Post  lexie on Mon Oct 24, 2011 1:33 pm

24/10/2011 08:33:00 AM (GMT+7)

Businesses paying debts, commercial banks borrowing money

VietNamNet Bridge – Following a sharp fall in September, the dong outstanding loans in the last two weeks keep decreasing. Businesses now do not borrow money to store materials for the year-end production season, while those who borrowed gold and foreign currencies before, are trying to pay debts.

The report about the credit market in the third quarter of the year released by the State Bank of Vietnam shows that the total credit in the national economy had increased by 8.16 percent by September 23 in comparison with the end of 2010. However, the figure represents the decrease of 0.94 percent from August. The sharp fall was seen in the foreign currency credit – by 2.27 percent, while the dong outstanding loans decreased by 0.49 percent.

Production season nears, but businesses don’t intent to borrow money…

A banker has revealed the dollar and gold credit has been decreasing sharply over the last month with the credit in dollar down by 2 trillion dong and gold by 5000 billion dong. Meanwhile, the dong outstanding loans have been decreasing over the last two weeks.

The banker said that businesses now do not intend to borrow money, even though the year-end production season is nearing. Those, who borrowed foreign currencies and gold, are paying debts, and many of them are trying to pay debts before the loans become matured.

In the past, many businesses borrowed dollars at the interest rate of six percent per annum, then sold the borrowed dollars for dong and deposited back to the banks to obtain the higher interest rate of 18 percent per annum. If deducting the exchange rate fluctuation, estimated at five percent and the interest rates they have to pay for the foreign currency loans, they would earn a profit of 7 percent.

However, as the dong deposit interest rate has dropped to 14 percent as requested by the State Bank, businesses think that it would be better to pay debts right now, because they can buy dollars to pay debts now at reasonable prices. If they pay debts later, the dollar prices would be higher, because the last months would be the high season.

Commercial banks are also urging gold borrowers to pay debts, because under the Circular No 33, banks must take responsibility before the State Bank about the lending of gold to serve the speculation purpose.
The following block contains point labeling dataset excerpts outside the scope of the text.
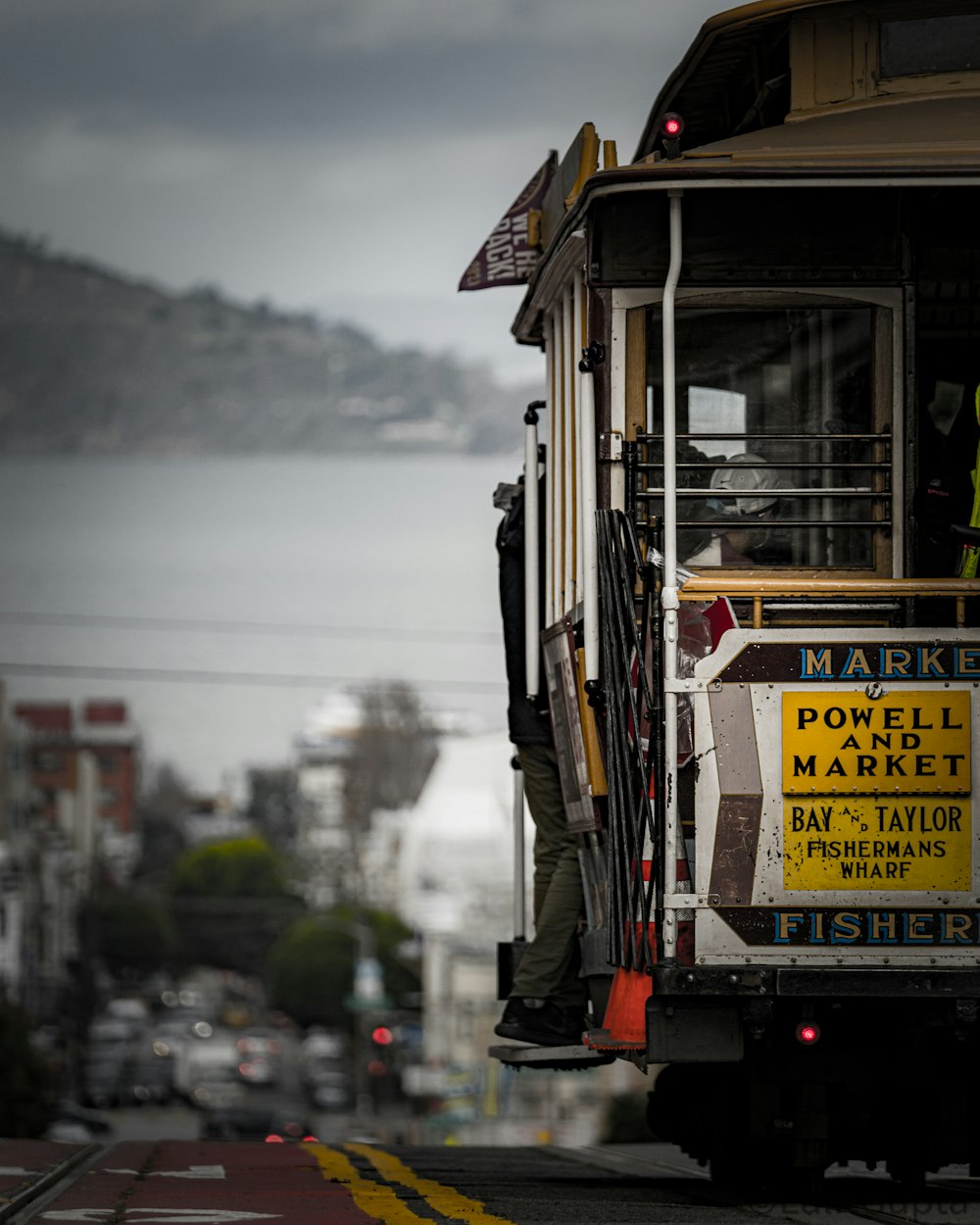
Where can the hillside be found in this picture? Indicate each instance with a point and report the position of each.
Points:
(94, 363)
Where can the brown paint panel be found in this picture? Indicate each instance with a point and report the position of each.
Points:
(735, 848)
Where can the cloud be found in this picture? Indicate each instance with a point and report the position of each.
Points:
(310, 151)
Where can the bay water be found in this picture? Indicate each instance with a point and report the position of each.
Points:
(223, 598)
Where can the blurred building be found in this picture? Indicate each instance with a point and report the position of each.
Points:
(68, 790)
(59, 736)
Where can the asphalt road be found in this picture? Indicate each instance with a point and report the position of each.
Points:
(192, 1182)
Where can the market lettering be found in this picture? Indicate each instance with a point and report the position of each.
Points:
(890, 765)
(945, 662)
(914, 741)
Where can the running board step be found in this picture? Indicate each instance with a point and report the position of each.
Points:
(558, 1058)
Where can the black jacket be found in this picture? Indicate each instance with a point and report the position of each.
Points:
(527, 723)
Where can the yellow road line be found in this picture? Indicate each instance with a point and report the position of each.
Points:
(445, 1200)
(370, 1197)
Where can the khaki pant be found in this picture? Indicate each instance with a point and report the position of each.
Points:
(549, 965)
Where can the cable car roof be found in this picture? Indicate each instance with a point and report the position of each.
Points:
(743, 55)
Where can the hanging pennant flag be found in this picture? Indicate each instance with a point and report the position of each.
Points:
(509, 256)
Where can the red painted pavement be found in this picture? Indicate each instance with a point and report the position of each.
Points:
(187, 1182)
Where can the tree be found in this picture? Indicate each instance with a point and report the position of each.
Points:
(230, 901)
(310, 969)
(241, 867)
(131, 931)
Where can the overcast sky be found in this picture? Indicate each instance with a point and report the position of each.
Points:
(348, 156)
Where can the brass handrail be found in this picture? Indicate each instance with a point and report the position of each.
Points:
(759, 588)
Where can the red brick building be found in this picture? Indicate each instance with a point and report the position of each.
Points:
(59, 734)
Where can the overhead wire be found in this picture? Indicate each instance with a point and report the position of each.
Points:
(297, 628)
(217, 676)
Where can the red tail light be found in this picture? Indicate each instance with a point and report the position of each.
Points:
(808, 1033)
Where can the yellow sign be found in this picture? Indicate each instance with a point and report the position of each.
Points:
(910, 743)
(877, 843)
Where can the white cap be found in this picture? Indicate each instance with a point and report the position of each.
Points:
(750, 476)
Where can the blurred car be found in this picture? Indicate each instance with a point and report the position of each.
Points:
(255, 1123)
(150, 1069)
(104, 1079)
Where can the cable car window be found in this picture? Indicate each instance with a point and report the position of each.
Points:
(931, 44)
(779, 459)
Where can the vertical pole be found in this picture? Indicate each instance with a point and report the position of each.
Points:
(532, 559)
(519, 906)
(669, 602)
(589, 543)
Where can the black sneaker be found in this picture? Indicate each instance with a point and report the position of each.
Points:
(542, 1023)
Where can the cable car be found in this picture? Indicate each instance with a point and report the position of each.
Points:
(760, 456)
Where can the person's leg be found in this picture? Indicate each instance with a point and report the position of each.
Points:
(549, 965)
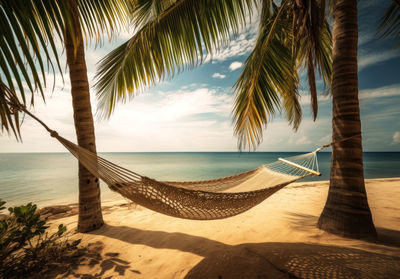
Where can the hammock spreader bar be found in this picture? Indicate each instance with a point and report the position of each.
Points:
(198, 200)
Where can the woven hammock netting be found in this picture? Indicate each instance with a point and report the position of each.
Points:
(198, 200)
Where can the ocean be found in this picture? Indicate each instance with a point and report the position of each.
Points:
(51, 178)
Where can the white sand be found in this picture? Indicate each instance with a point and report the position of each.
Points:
(276, 239)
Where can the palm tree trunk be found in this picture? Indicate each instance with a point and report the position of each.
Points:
(90, 216)
(346, 211)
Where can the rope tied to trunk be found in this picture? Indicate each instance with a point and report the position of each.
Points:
(336, 141)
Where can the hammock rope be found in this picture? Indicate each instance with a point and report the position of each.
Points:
(197, 200)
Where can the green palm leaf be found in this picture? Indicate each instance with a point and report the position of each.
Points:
(172, 36)
(289, 38)
(29, 30)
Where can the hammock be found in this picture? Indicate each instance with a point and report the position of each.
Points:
(197, 200)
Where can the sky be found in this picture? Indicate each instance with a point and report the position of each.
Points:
(192, 111)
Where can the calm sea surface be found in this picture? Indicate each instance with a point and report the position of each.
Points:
(51, 178)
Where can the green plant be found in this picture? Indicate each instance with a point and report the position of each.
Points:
(26, 244)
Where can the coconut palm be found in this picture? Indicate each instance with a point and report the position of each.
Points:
(40, 22)
(346, 211)
(176, 35)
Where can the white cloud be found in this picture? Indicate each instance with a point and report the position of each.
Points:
(218, 75)
(369, 59)
(235, 65)
(385, 91)
(396, 138)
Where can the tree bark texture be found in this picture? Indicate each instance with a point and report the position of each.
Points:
(346, 211)
(90, 215)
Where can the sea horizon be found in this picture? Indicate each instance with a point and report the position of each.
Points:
(48, 178)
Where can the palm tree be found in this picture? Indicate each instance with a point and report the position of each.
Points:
(39, 21)
(346, 211)
(176, 35)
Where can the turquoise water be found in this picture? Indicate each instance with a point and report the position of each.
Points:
(49, 178)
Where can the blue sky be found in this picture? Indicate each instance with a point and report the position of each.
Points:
(192, 112)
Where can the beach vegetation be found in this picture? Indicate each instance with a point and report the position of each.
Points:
(27, 245)
(293, 35)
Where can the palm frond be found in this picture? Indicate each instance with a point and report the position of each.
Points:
(171, 38)
(102, 17)
(26, 46)
(29, 30)
(267, 76)
(294, 34)
(390, 22)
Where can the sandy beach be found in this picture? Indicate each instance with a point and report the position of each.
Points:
(276, 239)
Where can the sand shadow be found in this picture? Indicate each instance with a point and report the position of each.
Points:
(306, 222)
(91, 257)
(263, 260)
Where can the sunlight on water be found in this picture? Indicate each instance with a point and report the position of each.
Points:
(51, 178)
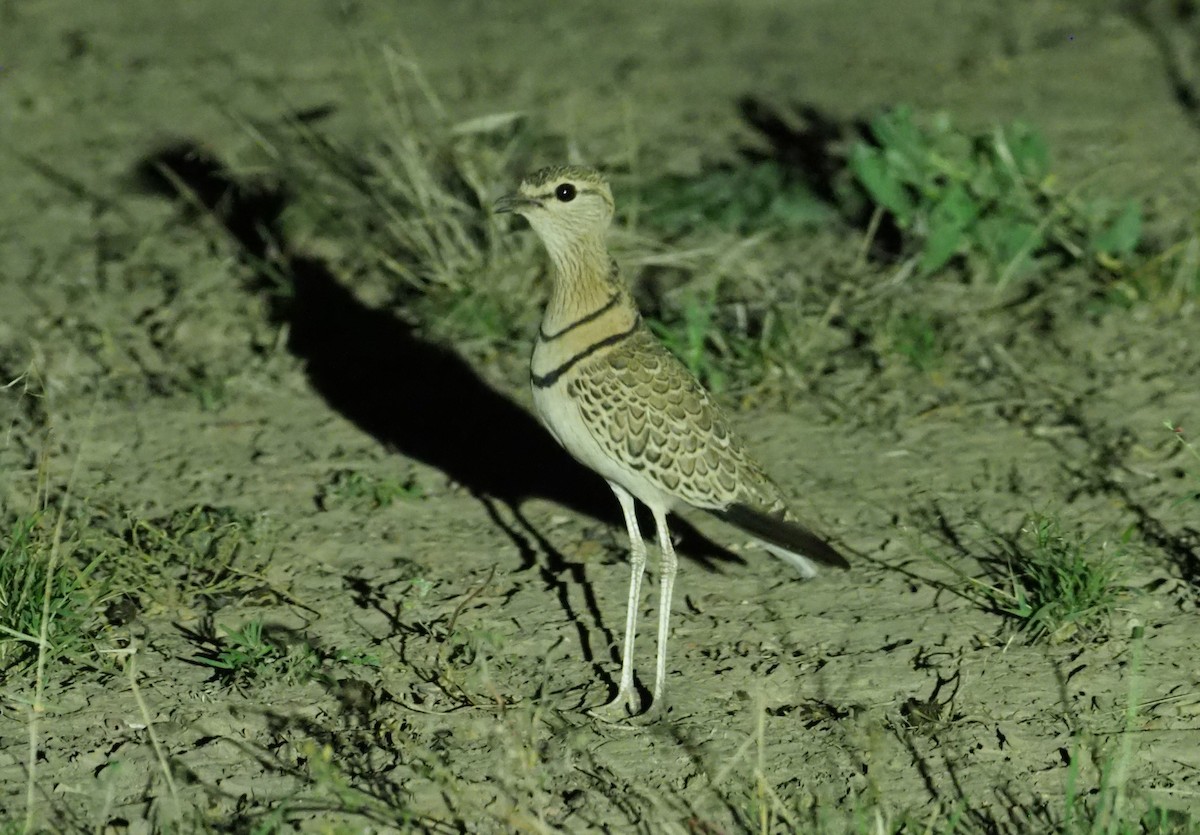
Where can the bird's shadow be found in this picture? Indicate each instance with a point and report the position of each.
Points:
(412, 395)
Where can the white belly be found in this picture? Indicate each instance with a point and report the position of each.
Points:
(562, 416)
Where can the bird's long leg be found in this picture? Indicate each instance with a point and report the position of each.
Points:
(666, 574)
(627, 702)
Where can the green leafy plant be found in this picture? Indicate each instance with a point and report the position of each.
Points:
(361, 490)
(36, 590)
(1055, 584)
(988, 198)
(249, 654)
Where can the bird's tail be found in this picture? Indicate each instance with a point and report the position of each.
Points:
(791, 541)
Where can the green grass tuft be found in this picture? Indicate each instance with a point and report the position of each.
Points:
(988, 198)
(1054, 584)
(34, 590)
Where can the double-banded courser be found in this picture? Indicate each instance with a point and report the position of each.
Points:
(624, 406)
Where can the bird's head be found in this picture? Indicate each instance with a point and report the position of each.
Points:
(567, 205)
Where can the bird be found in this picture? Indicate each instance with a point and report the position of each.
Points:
(625, 407)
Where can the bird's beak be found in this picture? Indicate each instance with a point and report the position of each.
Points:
(513, 203)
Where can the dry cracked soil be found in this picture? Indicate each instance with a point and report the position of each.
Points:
(435, 592)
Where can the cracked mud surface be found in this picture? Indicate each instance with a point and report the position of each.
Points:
(490, 600)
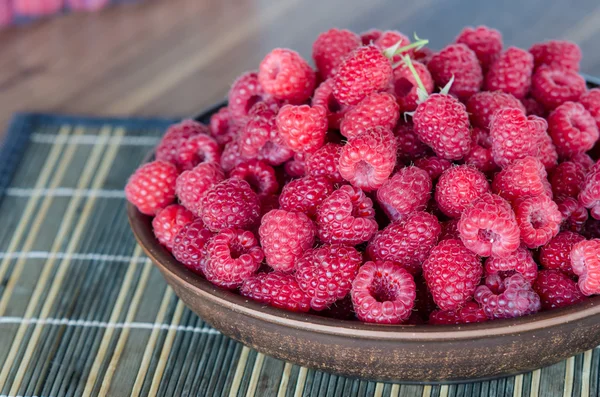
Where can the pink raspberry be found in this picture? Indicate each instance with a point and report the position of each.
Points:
(488, 227)
(326, 273)
(452, 273)
(346, 217)
(383, 293)
(407, 242)
(152, 187)
(406, 191)
(230, 204)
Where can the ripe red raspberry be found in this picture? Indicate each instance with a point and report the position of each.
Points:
(573, 129)
(556, 290)
(276, 289)
(152, 186)
(331, 47)
(407, 242)
(383, 293)
(488, 227)
(458, 187)
(189, 245)
(585, 261)
(485, 42)
(452, 273)
(365, 71)
(368, 159)
(326, 273)
(406, 191)
(346, 217)
(553, 87)
(284, 74)
(557, 53)
(460, 62)
(518, 299)
(305, 194)
(230, 204)
(510, 73)
(442, 122)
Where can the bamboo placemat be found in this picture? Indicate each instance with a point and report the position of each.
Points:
(84, 312)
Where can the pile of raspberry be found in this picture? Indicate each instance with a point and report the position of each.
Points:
(389, 183)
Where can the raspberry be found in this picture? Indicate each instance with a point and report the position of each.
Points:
(365, 71)
(510, 73)
(152, 187)
(169, 221)
(378, 109)
(285, 75)
(458, 187)
(518, 299)
(555, 255)
(276, 289)
(368, 159)
(573, 129)
(189, 245)
(485, 42)
(346, 217)
(305, 194)
(556, 290)
(442, 123)
(230, 204)
(406, 191)
(192, 184)
(406, 243)
(488, 227)
(557, 53)
(331, 47)
(553, 87)
(452, 273)
(460, 62)
(383, 293)
(325, 274)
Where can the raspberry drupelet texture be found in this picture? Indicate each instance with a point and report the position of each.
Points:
(488, 227)
(383, 293)
(346, 217)
(452, 273)
(408, 190)
(152, 186)
(406, 243)
(326, 273)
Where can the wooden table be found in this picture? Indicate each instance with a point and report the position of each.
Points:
(175, 57)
The requirement has been set by the central bank with an aim to stabilize the foreign currency and gold markets.

State owned banks and some big joint stock banks have eased their dong lending interest rates to 19 percent from 22-24 percent as promised, while the dollar lending interest rates have also been lowered to 5-6 percent from 8 percent. However, businesses seem to be not eager for capital.

Do Minh Toan, Deputy General Director of the Asia Commercial Bank ACB, said that unlike the previous years, businesses do not rush to borrow capital to store goods, because they fear that the demand would be weak in the current circumstances, when people have to fasten their belt.

A businessman in the steel sector has revealed that he would try to sell steel products soon to get money and speed up the capital turnover. “In the past, they borrowed 10 dong, but now they borrow 3 or 4 only,” Toan said.

… but interest rates keep rising

Despite the decreasing outstanding loans, the interbank interest rates and interbank exchange rates still keep rising. On October 18, the interbank exchange rate announced by the State Bank of Vietnam increased for the eighth consecutive time in the last two weeks to 20,730 dong per dollar. The dollar prices quoted by commercial banks have also been raised to the ceiling levels at 20,925-20,930 dong per dollar.

In general, the black market’s dollar price is always higher than the price quoted by banks. However, a strange thing occurred on October 19 that while the black market’s price dropped to 21,460 dong per dollar, the bank’s quoted price stayed at 21,495 dong per dollar.

Analysts comment that the high offered dollar price shows how banks are seriously lacking dollars.

According to Tran Phuong Binh, General Director of Dong A Bank, big banks now have profuse capital, but small banks have to borrow money from other banks to improve their liquidity, thus pushing the interbank interest rates to 25-30 percent.

As such, while businesses are trying to pay debts, commercial banks are trying to borrow money.